I am having a little trouble understanding the following:
"If $p_1, \ldots, p_k$ be the list of distinct primes dividing the product $mn,$ then we can factor $m$ and $n$ as $m=p_1^{r_1} \cdots p_k^{r_k}$ and $n=p_1^{s_1} \cdots p_k^{s_k},$ where $r_i$ and $s_i$ are nonnegative integers and may be zero in at most one of the decompositions for $m$ and $n.$"

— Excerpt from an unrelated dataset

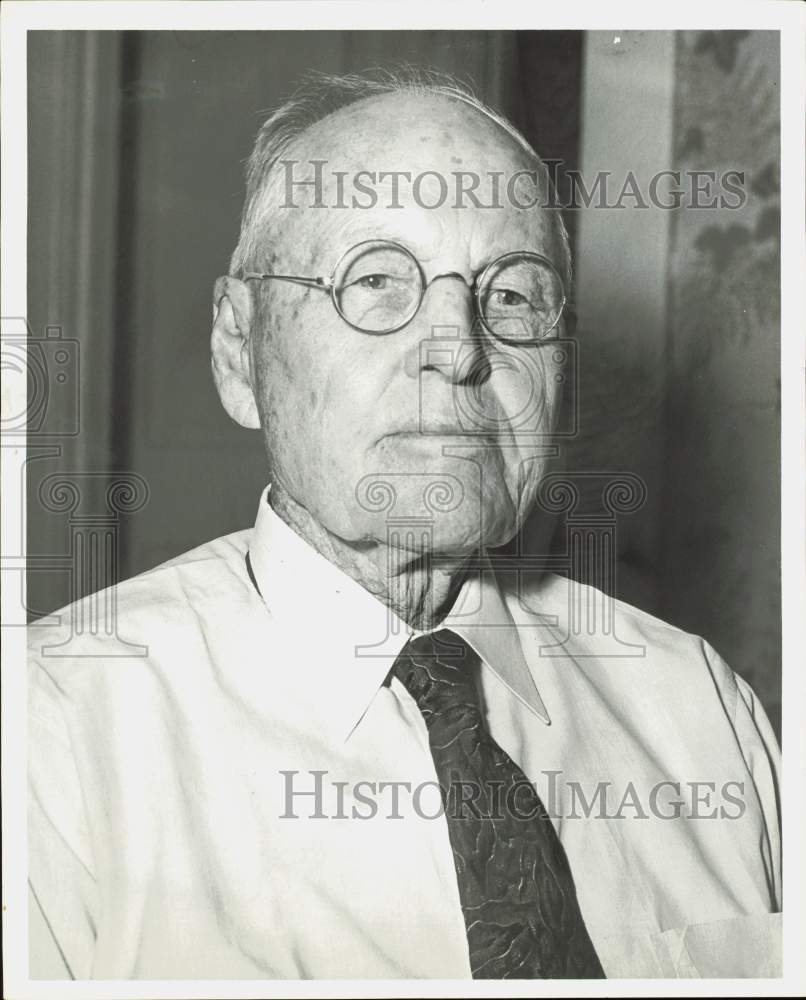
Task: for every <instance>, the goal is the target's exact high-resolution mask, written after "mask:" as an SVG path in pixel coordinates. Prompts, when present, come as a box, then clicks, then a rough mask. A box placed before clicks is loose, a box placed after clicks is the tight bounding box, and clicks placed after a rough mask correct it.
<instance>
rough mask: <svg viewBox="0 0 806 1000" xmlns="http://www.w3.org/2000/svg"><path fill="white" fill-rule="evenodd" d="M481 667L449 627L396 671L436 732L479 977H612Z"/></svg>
mask: <svg viewBox="0 0 806 1000" xmlns="http://www.w3.org/2000/svg"><path fill="white" fill-rule="evenodd" d="M475 662H476V657H475V654H474V653H473V652H472V650H471V649H470V648H469V647H468V646H467V645H466V644H465V643H464V642H463V640H462V639H460V638H459V637H458V636H457V635H456V634H455V633H453V632H449V631H448V630H446V629H443V630H442V631H440V632H438V633H436V634H435V635H427V636H421V637H419V638H417V639H413V640H410V641H409V642H408V643H407V644H406V646H405V647H404V648H403V651H402V652H401V653H400V655H399V656H398V658H397V660H396V661H395V665H394V667H393V672H394V674H395V675H396V676H397V678H398V679H399V680H400V681H401V682H402V683H403V684H404V685H405V687H406V688H407V690H408V691H409V693H410V694H411V695H412V697H413V698H414V699H415V701H416V702H417V705H418V707H419V709H420V711H421V712H422V715H423V718H424V720H425V724H426V726H427V728H428V740H429V744H430V747H431V754H432V756H433V758H434V765H435V767H436V772H437V777H438V779H439V784H440V788H441V791H442V800H443V804H444V806H445V816H446V818H447V822H448V834H449V837H450V841H451V848H452V849H453V857H454V862H455V865H456V877H457V880H458V883H459V899H460V901H461V904H462V913H463V914H464V918H465V927H466V929H467V940H468V946H469V949H470V968H471V970H472V973H473V978H474V979H601V978H604V972H603V971H602V967H601V965H600V963H599V959H598V957H597V955H596V951H595V950H594V947H593V944H592V943H591V940H590V937H589V936H588V932H587V929H586V927H585V923H584V921H583V919H582V914H581V913H580V910H579V904H578V903H577V897H576V890H575V889H574V880H573V878H572V876H571V869H570V867H569V865H568V859H567V858H566V856H565V851H564V850H563V846H562V844H561V843H560V839H559V837H558V836H557V834H556V832H555V830H554V827H553V826H552V824H551V820H550V819H549V817H548V815H547V813H546V811H545V809H544V808H543V804H542V802H541V801H540V797H539V796H538V794H537V792H536V791H535V788H534V786H533V785H531V784H530V783H529V781H528V779H527V777H526V775H525V774H524V773H523V771H522V770H521V769H520V768H519V767H518V765H517V764H516V763H515V762H514V761H513V760H512V758H511V757H509V756H508V755H507V754H506V753H505V752H504V751H503V750H502V749H501V747H499V746H498V744H497V743H496V742H495V740H493V738H492V737H491V736H490V734H489V733H488V732H487V729H486V726H485V724H484V720H483V718H482V713H481V707H480V704H479V696H478V692H477V689H476V685H475V683H474V680H473V672H472V667H473V665H474V663H475Z"/></svg>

The italics are not mine, they are the authors. What is confusing me is indeed the `at most one' part. Is it saying:
1) that we may have $p^0$ only one time in either the $m$ decomposition OR the $n$ decomposition (but certainly not in both decompositions)? For example, $m=p_1^0$ and $n=p_1^1$.

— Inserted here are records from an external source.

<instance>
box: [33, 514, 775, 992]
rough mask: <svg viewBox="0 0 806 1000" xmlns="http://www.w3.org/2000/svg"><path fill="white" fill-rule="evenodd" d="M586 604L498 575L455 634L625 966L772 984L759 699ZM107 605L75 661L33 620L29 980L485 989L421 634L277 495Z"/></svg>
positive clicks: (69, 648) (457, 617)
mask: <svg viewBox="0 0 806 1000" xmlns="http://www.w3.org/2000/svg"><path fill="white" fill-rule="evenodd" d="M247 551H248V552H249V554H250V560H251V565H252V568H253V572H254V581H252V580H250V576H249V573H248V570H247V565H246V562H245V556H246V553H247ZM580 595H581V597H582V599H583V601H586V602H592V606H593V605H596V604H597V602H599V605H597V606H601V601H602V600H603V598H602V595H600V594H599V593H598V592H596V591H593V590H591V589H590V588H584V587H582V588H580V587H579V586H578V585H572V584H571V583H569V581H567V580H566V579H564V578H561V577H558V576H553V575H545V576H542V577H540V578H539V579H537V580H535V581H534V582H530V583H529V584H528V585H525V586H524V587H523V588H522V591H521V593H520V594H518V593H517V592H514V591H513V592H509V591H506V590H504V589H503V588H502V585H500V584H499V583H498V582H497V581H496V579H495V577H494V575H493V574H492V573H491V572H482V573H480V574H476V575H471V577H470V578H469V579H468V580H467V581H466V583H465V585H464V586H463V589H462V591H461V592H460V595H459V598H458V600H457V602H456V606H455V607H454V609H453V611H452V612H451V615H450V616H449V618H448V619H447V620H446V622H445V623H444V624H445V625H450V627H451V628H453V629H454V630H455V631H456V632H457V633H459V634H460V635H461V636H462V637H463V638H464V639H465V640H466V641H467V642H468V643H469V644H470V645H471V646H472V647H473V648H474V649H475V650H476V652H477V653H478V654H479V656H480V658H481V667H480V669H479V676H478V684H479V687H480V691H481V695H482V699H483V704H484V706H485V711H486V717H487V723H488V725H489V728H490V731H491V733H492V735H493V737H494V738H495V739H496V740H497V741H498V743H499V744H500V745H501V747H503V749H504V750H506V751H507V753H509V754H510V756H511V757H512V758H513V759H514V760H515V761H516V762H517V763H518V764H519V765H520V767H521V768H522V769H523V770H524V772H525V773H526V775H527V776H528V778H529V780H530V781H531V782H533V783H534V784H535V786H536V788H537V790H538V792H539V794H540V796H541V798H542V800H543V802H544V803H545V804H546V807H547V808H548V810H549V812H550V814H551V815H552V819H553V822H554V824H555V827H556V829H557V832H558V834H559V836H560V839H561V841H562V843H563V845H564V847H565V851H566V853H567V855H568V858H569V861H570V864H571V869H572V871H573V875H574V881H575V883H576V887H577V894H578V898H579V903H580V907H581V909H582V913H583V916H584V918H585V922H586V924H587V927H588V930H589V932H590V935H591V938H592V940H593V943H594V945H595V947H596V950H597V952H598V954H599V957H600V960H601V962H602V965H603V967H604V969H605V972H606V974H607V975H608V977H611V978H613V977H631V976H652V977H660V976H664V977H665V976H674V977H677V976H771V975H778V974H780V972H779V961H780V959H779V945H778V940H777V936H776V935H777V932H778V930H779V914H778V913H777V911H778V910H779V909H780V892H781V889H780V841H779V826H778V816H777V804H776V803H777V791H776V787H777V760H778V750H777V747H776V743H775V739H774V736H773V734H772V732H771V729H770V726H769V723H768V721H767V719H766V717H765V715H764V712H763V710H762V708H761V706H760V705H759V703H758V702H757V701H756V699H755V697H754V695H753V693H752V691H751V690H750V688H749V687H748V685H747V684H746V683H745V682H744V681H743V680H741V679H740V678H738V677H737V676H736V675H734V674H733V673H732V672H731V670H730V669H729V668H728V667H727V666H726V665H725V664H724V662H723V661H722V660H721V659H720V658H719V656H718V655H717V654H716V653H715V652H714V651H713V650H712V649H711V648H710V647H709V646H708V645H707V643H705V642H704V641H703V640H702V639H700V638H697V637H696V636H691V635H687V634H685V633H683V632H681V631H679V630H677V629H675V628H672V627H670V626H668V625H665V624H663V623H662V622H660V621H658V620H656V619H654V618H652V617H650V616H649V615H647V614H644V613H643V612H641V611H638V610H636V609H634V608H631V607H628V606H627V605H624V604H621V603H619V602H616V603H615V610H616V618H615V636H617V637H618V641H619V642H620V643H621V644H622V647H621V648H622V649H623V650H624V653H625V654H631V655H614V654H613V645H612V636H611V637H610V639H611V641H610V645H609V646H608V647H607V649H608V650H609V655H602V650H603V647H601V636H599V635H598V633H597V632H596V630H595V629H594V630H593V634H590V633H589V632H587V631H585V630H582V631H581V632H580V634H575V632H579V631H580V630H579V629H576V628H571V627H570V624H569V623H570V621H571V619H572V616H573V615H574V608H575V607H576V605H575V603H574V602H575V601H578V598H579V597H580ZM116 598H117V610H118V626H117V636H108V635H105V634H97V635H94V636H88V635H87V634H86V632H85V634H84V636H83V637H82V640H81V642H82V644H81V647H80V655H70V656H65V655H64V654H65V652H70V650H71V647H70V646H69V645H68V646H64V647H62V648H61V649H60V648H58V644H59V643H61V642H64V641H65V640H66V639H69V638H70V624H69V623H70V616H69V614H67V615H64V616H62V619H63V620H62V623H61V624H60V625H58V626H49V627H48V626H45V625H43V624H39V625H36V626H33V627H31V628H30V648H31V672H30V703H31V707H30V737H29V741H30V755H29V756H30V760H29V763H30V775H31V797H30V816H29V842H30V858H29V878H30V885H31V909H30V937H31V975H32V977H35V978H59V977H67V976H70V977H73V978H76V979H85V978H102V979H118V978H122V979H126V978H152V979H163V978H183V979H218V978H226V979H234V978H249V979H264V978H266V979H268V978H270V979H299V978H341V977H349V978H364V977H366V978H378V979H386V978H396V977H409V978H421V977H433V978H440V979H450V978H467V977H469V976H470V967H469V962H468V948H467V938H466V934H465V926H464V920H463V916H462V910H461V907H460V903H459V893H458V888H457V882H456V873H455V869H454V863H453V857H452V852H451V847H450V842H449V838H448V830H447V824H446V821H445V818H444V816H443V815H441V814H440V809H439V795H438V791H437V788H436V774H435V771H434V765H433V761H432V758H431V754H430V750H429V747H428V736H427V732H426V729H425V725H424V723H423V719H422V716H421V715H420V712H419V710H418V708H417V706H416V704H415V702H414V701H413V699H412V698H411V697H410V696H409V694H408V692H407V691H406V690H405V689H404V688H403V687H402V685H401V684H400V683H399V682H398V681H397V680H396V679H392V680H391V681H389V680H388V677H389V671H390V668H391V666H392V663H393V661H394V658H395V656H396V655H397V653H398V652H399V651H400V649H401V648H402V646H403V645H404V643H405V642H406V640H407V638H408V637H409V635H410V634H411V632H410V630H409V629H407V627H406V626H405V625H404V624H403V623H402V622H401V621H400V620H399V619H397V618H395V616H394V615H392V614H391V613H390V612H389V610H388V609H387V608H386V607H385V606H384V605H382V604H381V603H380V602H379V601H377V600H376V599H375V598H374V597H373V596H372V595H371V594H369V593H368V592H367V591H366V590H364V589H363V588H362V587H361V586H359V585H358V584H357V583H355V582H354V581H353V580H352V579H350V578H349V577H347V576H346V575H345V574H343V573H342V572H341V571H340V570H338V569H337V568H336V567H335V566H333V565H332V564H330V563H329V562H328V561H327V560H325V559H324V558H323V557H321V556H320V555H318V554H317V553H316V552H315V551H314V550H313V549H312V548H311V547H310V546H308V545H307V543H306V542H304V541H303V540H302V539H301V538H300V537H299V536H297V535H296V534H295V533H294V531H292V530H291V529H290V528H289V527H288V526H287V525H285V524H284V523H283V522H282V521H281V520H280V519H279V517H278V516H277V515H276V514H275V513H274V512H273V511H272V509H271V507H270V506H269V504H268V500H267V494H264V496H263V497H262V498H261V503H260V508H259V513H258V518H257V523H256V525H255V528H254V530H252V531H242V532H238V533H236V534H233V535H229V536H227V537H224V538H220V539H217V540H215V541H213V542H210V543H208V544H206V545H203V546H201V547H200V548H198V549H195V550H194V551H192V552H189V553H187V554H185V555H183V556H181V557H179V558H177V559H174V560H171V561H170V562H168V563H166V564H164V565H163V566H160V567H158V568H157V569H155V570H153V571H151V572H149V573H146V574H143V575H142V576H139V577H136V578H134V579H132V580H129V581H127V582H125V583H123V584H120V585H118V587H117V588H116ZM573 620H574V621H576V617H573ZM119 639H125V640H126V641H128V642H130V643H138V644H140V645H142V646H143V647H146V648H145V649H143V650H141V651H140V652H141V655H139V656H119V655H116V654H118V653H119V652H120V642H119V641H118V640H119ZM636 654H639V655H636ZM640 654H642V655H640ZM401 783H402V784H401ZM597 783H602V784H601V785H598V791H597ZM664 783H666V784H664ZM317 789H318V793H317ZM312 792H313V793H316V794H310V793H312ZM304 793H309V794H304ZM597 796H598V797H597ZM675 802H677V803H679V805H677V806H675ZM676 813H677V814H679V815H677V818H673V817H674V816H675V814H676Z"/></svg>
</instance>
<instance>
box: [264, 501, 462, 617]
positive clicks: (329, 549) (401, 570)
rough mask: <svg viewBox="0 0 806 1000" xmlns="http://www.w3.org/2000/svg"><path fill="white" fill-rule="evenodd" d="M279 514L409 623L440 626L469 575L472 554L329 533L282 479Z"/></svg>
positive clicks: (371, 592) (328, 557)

2) that there can be a $p^0$ only one time in EACH of them (but basically appearing in both of them)? For example, $m=p_1^0p_2^1$ and $n=p_1^1p_2^0.$
3) that there can be a $p^0$ only one time per prime? I'm guessing that this is not the case that the authoer intended. That much seems obvious because if we had a distinct $p^0$ for both $m$ and $n$, then why bother mentioning the $p$ at all? For example, $m=2^0 \cdot p^1$ and $n = 2^0 \cdot p^2.$
If anyone wants any further context, just let me know. I'm working with the Fundamental Theorem of Finite Abelian Groups and factoring $\Bbb{Z}_{mn}$ in various direct products $\Bbb{Z}_{k_1} \times \cdots \times \Bbb{Z}_{k_t}.$
If $p_1, \cdot, p_k$ is the list of all distinct prime divisors of $mn$, then $mn$ may be written as $mn = p_1^{t_1} \cdot p_2^{t_2} \cdot \ldots \cdot p_k^{t_k}$, where $t_1, t_2, \ldots, t_k \in \Bbb N$ are uniquely determined. And since $p_i \mid mn = p_1^{t_1} \cdot p_2^{t_2} \cdot \ldots \cdot p_k^{t_k}$ iff $t_i > 0$, all the $t_i$ are actually non-zero. Now, $m$ and $n$ may also be written as $m = p_1^{r_1} \cdot \ldots \cdot p_k^{r_k}$, $n = p_1^{s_1} \cdot \ldots \cdot p_k^{s_k}$, where $r_1, \ldots, r_k, s_1, \ldots, s_k \in \Bbb N$ are uniquely determined and furthermore $mn = (p_1^{r_1} \cdot \ldots \cdot p_k^{r_k})\cdot ( p_1^{s_1} \cdot \ldots \cdot p_k^{s_k}) = (p_1^{r_1}\cdot p_1^{s_1}) \cdot \ldots \cdot (p_k^{r_k}\cdot p_1^{s_k}) = p_1^{r_1 + s_1} \cdot \ldots \cdot p_k^{r_k + s_k}$. So, by the uniqueness of the $t_i$, we get $r_i + s_i = t_i \neq 0$ for all $i \in \{1, \ldots, k\}$ and therefore each pair $(r_i,s_i)$ has to contain at least one non-zero element.
edit: I assume $m,n \in \mathbb N$, if $m,n \in \mathbb Z$, you just have to add $(-1)^{r_0}$, $(-1)^{s_0}$ and $(-1)^{t_0}$ as a factor, respectively.